WCD staff Tara Kline and Amy Carolan found buried treasure in the stream bed.

Each spring, the City of Bayport opens the outlet of Perro Pond, allowing water to flow through the Perro Creek Corridor. The water travels under Stagecoach Trail, past the State Prison, downhill through residential and downtown portions of Bayport, and then takes a sharp right on the east side of Hwy 95 before dumping into the St. Croix River.  During the spring, summer and fall when Perro Creek is full of water, it is a landmark for the community and site of the annual Derby Days community festival. During the winter months when the stream bed sits dry, however, the corridor often fills with leaves, natural debris, and a healthy dose of “junk.” When the water comes back, it washes the gunk and the junk out of the stream bed and into the St. Croix River.

Boy scouts lent their muscle to the efforts.

This year, the City of Bayport joined forces with the Middle St. Croix Watershed Management Organization to put an end to Perro Creek’s annual pollution parade. With assistance from Brownie Troop 54299, Girl Scout Troop 50515 and Boy Scout Troop 113, they orchestrated a two-day community clean-up on April 10th and 11th and cleared nearly the entire stream corridor. Their efforts will help to keep the culverts clear in Bayport and the water clean in the St. Croix River.

In 2008, the Minnesota Pollution Control Agency listed Lake St. Croix as impaired for eutrophication. Eutrophication may sound like an exotic African disease, but it is actually a term used to describe lakes and slow-moving rivers that have too many nutrients. In a eutrophic lake, algae, weeds and other aquatic plants grow and grow until the water turns green. In extreme cases, the plants consume all of the available oxygen in the water, leaving none for the fish, which eventually die. Algal blooms make the water smelly, keep people from enjoying fishing, swimming and boating, and in some cases, can even create toxic conditions that are unsafe for children and pets. Research conducted by the Freshwater Society has suggested that one bag of leaves, grass clippings and yard waste can contain nearly one pound of phosphorus, which in turn can feed up to 500 pounds of algae.  April’s clean-up in Bayport netted several dozen bags of debris, enough to produce thousands of pounds of algae in the St. Croix River.

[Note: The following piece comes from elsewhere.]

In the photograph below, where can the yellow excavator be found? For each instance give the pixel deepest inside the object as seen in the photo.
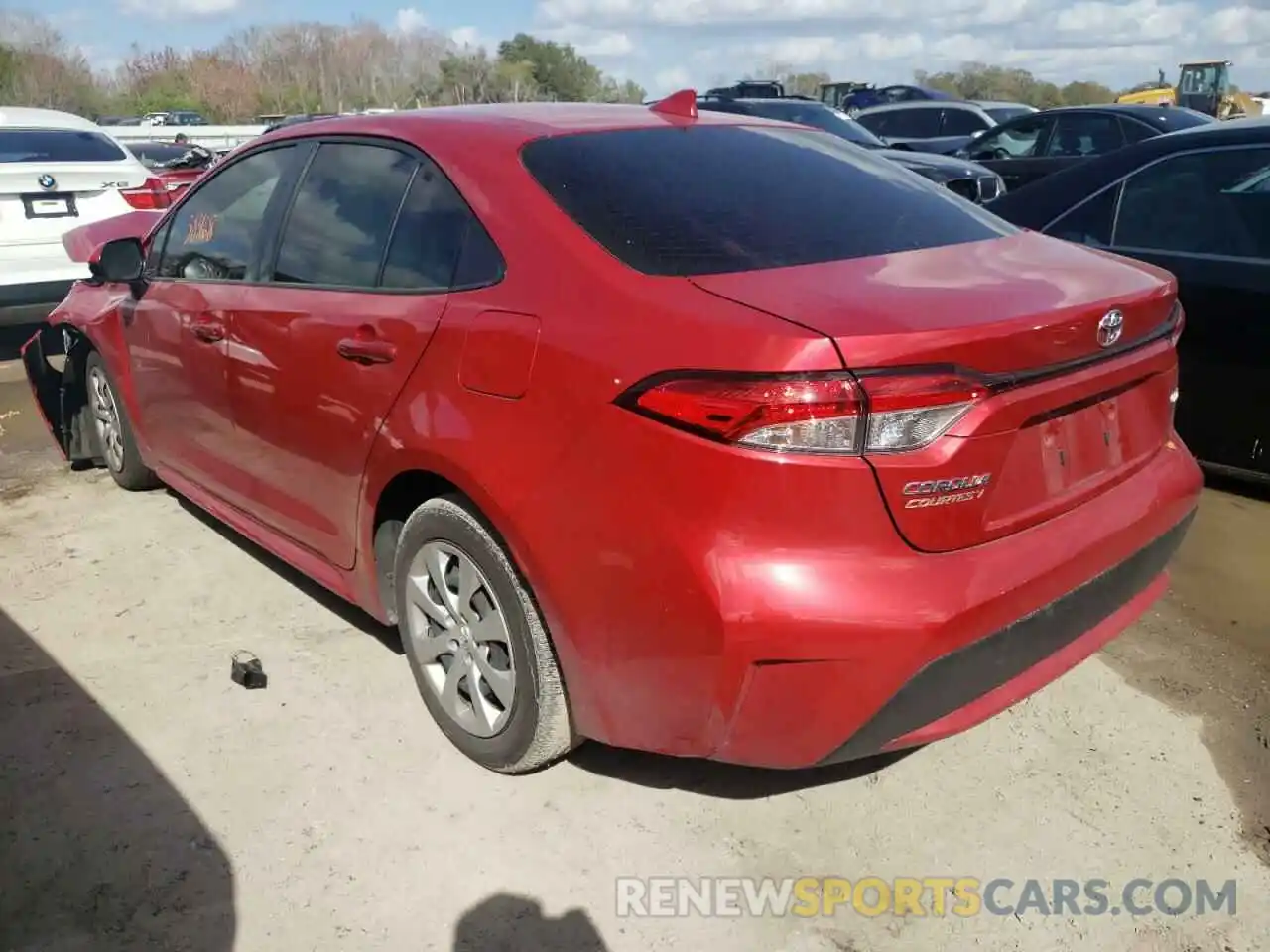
(1203, 85)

Girl scouts got dirty as well.

The Perro Creek cleanup wasn’t just about clean water, however. The scout troops that volunteered for the event enjoyed spending time outside, even in spite of the cold weather that week. Folks in the community met new neighbors and old friends found time to talk. Everyone got a good workout during those two days, and some people even found treasure buried in the creek bed.

The clean-up in Bayport is a prelude to a much more extensive effort that will take place this fall when the Girl Scouts of America will celebrate their 100 year anniversary by conducting hundreds of similar cleanups in communities throughout the Minnesota and St. Croix River Valleys. On October 13, thousands of Girl Scouts and their families will rake leaves and litter out of streets that connect to rivers, lakes and streams, protecting our Minnesota waterways from the harm of excess nutrients. The buried treasure might be optional, but the benefit to our water is guaranteed.